Apple Silicon LLMs: Complete Guide to Running Models on Mac (2026)

The complete Codersera guide to running large language models locally on Mac. MLX has won the Apple Silicon performance race; this is what to buy, install, download, and how to think about it.

Updated 31 May 2026 • 15 min read

Quick answer. In May 2026, the Mac is a credible local-LLM box. Apple Silicon's unified memory means a 64 GB MacBook runs models that won't fit on a 24 GB RTX 4090, and MLX — Apple's native ML framework — has become the fastest way to run them, beating llama.cpp by 30–40% on M5 hardware. For most users the right stack is Ollama 0.19+ (which now uses MLX under the hood on Apple Silicon) for everyday chat and agent work, MLX-LM directly when you want maximum performance or to fine-tune, and LM Studio when you want a GUI. A 32 GB M-class Mac runs 30B mixture-of-experts models at ~100 tokens/sec; a 64 GB Mac runs 70B at usable speeds; multi-Mac clusters over Thunderbolt 5 now run frontier 120B+ models for sovereign teams. This guide covers what to buy, what to install, which models to download, and how to think about quantization, fine-tuning, and clustering on Apple Silicon.

Why run LLMs locally on a Mac in 2026?

Three things changed in 2024–2026 that turned the Mac from a curiosity into the default local-LLM machine for individual developers and small teams.

Unified memory matured into an unfair advantage. On a discrete-GPU PC, the model has to fit in the GPU's VRAM — typically 8 to 24 GB on consumer hardware, and the model weights have to be copied across PCIe to get there.

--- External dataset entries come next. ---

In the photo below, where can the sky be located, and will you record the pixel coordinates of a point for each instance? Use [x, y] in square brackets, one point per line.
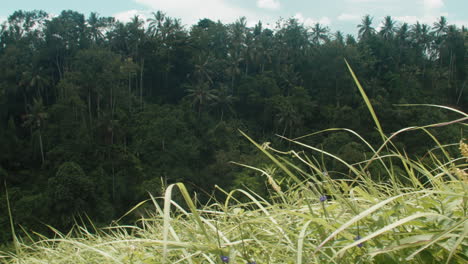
[342, 15]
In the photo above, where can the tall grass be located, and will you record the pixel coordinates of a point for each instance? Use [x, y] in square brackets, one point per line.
[418, 215]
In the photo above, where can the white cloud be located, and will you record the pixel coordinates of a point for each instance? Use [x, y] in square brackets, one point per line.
[348, 17]
[190, 11]
[126, 16]
[307, 21]
[433, 4]
[268, 4]
[426, 19]
[460, 23]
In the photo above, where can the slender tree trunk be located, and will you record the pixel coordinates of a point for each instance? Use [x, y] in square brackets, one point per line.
[41, 147]
[129, 92]
[141, 82]
[89, 106]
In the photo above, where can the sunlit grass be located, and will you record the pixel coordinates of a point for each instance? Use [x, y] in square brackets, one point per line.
[418, 215]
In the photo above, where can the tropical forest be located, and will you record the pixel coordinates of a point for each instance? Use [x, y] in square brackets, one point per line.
[151, 141]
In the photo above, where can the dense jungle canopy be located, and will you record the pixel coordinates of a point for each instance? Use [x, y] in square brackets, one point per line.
[96, 113]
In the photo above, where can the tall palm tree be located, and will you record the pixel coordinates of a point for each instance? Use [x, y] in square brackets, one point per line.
[201, 95]
[365, 28]
[95, 23]
[339, 37]
[319, 34]
[388, 29]
[34, 119]
[440, 27]
[155, 23]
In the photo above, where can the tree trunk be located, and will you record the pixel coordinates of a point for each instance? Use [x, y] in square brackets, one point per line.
[141, 82]
[41, 147]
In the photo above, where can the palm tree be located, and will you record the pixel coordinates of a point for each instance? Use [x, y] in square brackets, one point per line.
[155, 23]
[365, 28]
[224, 100]
[34, 120]
[319, 34]
[201, 95]
[95, 24]
[388, 29]
[339, 37]
[440, 27]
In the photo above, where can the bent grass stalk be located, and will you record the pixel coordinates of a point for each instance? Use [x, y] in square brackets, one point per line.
[421, 214]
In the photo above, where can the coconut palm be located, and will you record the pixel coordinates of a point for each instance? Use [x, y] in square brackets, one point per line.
[201, 95]
[365, 28]
[319, 34]
[440, 27]
[155, 23]
[388, 29]
[34, 120]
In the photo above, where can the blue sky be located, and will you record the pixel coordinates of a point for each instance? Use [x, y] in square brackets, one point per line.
[341, 15]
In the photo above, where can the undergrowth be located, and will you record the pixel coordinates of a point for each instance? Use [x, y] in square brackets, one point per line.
[417, 215]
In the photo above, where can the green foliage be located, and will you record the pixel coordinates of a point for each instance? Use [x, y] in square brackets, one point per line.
[141, 107]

On Apple Silicon, the CPU and GPU share the same pool of memory at full bandwidth. A 64 GB MacBook Pro can load a 70-billion-parameter model at 4-bit quantization and start serving tokens in seconds, no copying. The 24 GB VRAM ceiling that limits a $1,600 RTX 4090 simply doesn't apply.

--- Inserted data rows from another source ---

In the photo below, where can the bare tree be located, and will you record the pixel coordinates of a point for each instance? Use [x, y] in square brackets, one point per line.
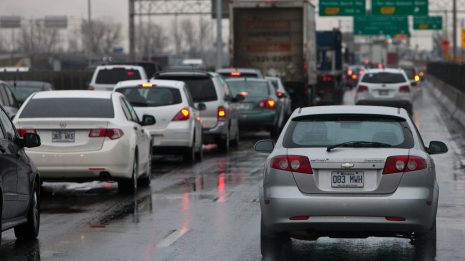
[100, 36]
[37, 39]
[151, 39]
[189, 35]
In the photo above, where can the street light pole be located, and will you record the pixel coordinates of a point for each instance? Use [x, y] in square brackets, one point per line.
[219, 35]
[454, 26]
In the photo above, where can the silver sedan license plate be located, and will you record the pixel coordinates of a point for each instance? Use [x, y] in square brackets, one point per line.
[63, 136]
[347, 179]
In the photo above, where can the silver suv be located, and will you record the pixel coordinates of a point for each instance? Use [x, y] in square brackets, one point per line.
[209, 90]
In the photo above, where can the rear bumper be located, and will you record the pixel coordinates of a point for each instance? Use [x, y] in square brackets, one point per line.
[171, 138]
[114, 158]
[255, 121]
[331, 215]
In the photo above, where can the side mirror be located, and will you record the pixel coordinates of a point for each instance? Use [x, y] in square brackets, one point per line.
[31, 140]
[239, 98]
[201, 106]
[265, 146]
[437, 147]
[148, 120]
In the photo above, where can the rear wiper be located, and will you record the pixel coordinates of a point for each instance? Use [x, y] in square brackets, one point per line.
[359, 144]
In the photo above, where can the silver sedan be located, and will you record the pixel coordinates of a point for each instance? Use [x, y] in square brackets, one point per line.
[348, 172]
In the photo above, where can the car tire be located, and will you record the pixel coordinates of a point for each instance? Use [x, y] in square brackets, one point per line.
[147, 178]
[30, 229]
[224, 143]
[236, 141]
[129, 186]
[271, 245]
[189, 155]
[426, 236]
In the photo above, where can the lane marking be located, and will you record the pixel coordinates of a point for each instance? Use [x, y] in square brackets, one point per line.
[172, 237]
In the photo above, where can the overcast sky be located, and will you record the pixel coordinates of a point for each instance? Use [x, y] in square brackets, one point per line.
[118, 11]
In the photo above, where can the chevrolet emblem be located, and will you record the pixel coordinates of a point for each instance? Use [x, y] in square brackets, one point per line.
[347, 165]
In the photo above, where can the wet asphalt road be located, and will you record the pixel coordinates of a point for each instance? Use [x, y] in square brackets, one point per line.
[210, 211]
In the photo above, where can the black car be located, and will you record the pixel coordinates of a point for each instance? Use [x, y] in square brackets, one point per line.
[19, 181]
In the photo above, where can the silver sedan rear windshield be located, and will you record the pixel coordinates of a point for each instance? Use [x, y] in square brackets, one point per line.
[384, 77]
[68, 108]
[328, 130]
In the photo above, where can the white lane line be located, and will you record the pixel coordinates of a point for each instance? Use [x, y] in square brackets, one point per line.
[173, 237]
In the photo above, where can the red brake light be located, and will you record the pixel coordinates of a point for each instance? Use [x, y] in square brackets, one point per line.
[22, 132]
[293, 163]
[112, 134]
[404, 89]
[221, 113]
[399, 164]
[362, 88]
[267, 104]
[182, 115]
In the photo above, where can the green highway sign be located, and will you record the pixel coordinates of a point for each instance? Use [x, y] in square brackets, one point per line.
[342, 7]
[399, 7]
[380, 25]
[427, 22]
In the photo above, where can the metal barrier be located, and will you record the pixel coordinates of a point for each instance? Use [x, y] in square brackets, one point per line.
[450, 73]
[64, 80]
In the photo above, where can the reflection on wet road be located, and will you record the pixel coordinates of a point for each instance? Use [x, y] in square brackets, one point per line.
[210, 211]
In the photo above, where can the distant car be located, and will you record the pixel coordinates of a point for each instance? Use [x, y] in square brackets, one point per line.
[23, 89]
[348, 171]
[87, 135]
[385, 87]
[283, 95]
[411, 73]
[240, 73]
[178, 129]
[20, 186]
[353, 75]
[105, 77]
[220, 120]
[260, 109]
[8, 100]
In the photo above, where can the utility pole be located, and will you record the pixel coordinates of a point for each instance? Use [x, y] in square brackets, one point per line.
[454, 31]
[132, 39]
[90, 31]
[219, 35]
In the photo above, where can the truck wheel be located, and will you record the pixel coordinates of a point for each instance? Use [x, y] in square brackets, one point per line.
[30, 229]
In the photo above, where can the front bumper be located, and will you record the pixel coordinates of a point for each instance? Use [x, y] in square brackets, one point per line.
[363, 215]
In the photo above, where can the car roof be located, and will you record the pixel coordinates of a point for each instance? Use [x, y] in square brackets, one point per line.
[156, 82]
[388, 70]
[73, 94]
[352, 109]
[244, 70]
[125, 66]
[246, 79]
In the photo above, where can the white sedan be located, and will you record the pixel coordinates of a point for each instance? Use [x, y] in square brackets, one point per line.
[178, 129]
[87, 135]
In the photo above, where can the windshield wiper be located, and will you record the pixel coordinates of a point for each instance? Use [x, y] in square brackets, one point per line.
[359, 144]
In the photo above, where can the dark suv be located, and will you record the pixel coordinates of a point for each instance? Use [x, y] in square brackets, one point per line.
[220, 123]
[19, 181]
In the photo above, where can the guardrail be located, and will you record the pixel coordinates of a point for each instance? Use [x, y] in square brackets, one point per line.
[64, 80]
[448, 86]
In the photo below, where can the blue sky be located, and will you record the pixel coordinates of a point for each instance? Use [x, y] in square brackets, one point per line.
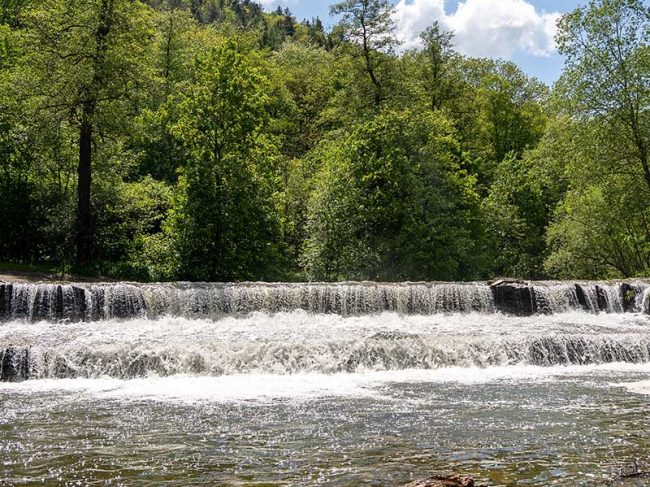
[519, 30]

MLX won. Apple's open-source MLX framework, released late 2023, hit production maturity in 2025 and pulled decisively ahead of llama.cpp's Metal backend in 2026. On the M5 generation, MLX is 30–60% faster on most workloads and 3–4× faster on prompt processing thanks to the Neural Accelerators embedded in every GPU core. The Hugging Face mlx-community org now hosts ~4,800 pre-converted models. Ollama, the most popular local-LLM CLI, switched its Apple Silicon backend to MLX in version 0.19 in March 2026 — a quiet but enormous performance win for anyone already using it.

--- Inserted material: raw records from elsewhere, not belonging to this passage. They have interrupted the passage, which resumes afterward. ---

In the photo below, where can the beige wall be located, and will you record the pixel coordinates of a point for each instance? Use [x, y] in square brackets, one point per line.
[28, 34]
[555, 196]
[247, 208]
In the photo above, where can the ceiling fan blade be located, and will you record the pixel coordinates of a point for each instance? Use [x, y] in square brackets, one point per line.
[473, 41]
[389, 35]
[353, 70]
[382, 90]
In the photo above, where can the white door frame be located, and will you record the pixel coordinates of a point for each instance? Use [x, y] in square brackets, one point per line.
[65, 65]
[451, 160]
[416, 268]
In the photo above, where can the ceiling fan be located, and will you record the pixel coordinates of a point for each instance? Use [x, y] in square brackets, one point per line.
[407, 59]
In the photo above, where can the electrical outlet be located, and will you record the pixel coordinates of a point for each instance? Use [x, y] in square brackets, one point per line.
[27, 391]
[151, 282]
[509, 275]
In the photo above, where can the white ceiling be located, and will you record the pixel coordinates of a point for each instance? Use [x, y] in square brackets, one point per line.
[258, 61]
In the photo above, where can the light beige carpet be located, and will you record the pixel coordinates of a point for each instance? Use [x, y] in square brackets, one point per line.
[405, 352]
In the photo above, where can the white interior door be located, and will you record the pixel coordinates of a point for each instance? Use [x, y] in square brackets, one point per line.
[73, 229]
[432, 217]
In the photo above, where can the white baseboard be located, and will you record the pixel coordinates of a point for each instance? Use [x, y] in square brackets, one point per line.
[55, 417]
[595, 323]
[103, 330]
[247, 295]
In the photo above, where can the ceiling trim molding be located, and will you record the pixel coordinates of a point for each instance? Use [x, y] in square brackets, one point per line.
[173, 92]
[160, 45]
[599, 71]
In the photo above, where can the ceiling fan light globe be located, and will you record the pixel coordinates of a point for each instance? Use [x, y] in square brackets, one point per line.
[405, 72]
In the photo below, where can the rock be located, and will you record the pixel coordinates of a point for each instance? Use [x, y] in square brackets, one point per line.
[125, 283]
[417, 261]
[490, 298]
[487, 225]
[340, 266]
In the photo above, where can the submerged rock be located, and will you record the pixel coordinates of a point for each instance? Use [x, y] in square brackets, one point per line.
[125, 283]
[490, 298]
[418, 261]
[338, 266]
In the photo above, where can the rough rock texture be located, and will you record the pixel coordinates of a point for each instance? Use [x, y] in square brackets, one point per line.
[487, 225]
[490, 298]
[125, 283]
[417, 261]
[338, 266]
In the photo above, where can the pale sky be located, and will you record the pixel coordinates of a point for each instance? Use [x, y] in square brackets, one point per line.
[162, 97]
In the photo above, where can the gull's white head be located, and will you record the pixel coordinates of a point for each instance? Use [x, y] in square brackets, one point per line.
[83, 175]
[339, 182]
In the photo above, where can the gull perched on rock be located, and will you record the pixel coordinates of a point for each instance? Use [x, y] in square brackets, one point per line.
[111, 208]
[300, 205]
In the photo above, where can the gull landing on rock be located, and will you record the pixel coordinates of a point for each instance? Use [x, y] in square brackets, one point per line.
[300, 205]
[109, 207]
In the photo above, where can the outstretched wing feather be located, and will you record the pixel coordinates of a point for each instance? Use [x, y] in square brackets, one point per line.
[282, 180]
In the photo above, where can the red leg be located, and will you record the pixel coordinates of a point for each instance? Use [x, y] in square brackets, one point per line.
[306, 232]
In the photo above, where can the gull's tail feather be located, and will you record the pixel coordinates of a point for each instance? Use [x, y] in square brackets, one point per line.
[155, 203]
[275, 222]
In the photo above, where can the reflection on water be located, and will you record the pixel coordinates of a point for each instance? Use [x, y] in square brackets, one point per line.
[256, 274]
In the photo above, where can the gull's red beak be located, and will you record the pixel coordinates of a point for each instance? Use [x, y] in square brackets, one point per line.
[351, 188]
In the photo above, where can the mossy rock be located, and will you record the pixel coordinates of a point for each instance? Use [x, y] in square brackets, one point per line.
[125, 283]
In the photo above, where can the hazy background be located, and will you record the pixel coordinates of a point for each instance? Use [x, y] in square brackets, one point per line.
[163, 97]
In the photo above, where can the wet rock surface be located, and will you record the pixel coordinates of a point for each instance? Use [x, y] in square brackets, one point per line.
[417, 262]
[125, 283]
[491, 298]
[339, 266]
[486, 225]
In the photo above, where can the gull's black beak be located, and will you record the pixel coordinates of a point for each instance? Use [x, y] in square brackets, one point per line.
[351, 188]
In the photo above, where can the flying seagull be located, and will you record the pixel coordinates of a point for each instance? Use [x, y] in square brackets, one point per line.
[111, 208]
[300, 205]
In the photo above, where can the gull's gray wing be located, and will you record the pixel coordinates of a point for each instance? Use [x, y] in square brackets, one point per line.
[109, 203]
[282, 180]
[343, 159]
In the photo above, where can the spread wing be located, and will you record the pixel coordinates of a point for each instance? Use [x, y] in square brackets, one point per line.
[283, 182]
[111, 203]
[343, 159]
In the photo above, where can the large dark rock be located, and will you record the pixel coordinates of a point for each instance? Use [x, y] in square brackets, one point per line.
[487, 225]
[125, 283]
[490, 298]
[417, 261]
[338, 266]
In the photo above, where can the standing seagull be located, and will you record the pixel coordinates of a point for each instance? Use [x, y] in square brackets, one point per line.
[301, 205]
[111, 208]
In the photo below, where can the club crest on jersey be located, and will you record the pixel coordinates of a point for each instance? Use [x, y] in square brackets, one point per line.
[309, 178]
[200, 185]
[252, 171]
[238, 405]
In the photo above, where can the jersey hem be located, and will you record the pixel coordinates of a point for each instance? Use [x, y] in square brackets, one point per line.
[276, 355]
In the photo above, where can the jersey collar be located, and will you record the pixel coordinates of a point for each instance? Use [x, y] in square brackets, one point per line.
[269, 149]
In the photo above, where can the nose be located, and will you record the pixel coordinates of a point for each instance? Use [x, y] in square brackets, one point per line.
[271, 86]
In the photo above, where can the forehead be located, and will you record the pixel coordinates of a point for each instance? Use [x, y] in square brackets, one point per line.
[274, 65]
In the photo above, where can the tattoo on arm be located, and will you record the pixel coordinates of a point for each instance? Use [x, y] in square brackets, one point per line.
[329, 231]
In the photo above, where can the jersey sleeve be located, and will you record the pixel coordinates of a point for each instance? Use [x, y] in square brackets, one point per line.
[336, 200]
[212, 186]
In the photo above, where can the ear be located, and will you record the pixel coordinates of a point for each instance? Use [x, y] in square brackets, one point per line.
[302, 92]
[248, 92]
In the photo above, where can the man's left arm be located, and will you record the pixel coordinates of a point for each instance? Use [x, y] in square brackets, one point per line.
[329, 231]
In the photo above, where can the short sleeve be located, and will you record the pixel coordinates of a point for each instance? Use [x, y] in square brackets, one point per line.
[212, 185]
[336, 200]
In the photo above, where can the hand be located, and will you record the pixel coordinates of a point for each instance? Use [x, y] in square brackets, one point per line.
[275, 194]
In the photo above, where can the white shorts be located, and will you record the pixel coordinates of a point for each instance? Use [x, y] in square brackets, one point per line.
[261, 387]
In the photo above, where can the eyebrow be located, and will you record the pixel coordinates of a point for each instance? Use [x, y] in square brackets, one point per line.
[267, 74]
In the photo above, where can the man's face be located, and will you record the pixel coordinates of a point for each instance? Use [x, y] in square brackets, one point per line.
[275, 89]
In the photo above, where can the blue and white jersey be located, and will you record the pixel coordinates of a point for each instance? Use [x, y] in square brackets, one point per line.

The model landscape moved. 2026 produced a wave of mixture-of-experts (MoE) open-weight models — Qwen 3.5 / 3.6 / 3.7, DeepSeek V4 Flash, Kimi K2.6, Mixtral families — that ship a small "active" parameter budget (3B–17B activated per token) on top of a large total parameter pool. They run fast on Mac because only the active experts have to be loaded into the working set, and Apple Silicon's bandwidth handles MoE routing well. The result: a 32 GB Mac running Qwen3-Coder-30B-A3B is the practical equivalent of a much bigger GPU box for most chat and code-completion workloads.

None of this means a Mac replaces a multi-GPU cloud setup for serving paying customers — it doesn't. But for privacy-sensitive work, offline use, agent prototyping, learning, and the entire "I want to use a strong model without an API bill" pattern, the Mac in 2026 is the answer.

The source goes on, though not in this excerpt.